THE Grade II* listed County Hall building in North Yorkshire will be 100 years old on Tuesday.

The building, home to North Yorkshire County Council, was built in 1906 for £33,000.

It was commissioned to replace the 13 county council offices scattered throughout Northallerton.

In 1914, the first extension took place when a north wing was added. This was followed in 1929 by a south wing, with the east wing's construction completing the rectangle in 1940.

To mark the centenary, council chairman Michael Heseltine is organising a lunch, with some guests being direct descendants of those who attended a similar event 100 years ago.

Councillor Heseltine said: "I'm delighted to be chairman at a time when County Hall is celebrating the centenary of its official opening. Over the years, thousands of decisions have been taken at County Hall which have affected many more thousands of people."

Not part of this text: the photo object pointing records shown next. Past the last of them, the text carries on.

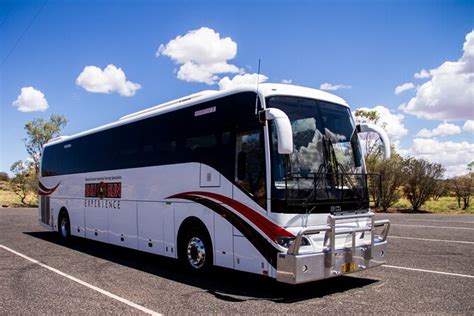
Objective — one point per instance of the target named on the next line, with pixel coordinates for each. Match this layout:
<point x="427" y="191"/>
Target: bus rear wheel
<point x="64" y="225"/>
<point x="195" y="250"/>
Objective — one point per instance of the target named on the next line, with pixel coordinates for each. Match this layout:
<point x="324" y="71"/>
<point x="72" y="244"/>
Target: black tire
<point x="195" y="250"/>
<point x="64" y="226"/>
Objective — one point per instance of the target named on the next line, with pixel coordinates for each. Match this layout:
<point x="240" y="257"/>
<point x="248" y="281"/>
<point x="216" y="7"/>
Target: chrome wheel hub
<point x="196" y="253"/>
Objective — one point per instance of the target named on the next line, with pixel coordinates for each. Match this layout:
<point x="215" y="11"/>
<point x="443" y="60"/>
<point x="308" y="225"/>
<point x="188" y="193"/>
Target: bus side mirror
<point x="283" y="129"/>
<point x="371" y="128"/>
<point x="241" y="165"/>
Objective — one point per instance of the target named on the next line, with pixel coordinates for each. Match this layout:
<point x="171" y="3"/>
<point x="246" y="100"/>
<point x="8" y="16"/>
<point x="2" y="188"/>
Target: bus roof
<point x="264" y="90"/>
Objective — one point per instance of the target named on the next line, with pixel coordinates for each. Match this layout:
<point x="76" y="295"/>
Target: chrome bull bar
<point x="296" y="267"/>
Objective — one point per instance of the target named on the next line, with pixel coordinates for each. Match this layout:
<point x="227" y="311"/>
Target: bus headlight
<point x="287" y="241"/>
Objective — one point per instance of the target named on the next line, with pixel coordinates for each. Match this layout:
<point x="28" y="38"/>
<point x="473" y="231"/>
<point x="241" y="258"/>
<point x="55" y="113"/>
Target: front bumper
<point x="294" y="267"/>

The central building is named after its architect, Walter Brierley. The main entrance hall has arched bays supported by columns of Derbyshire limestone. The floor has a chequered design made from black Belgian and white Sicilian marble.

The square council chamber has a domed ceiling, Corinthian columns, pilasters and an English oak floor.

At the top of the staircase, there is a copy of St John of Bologna's statue of Samson killing the Philistine with the jawbone of an ass, given to the county by Sir William Worsley of Hovingham, near Malton, to mark the opening.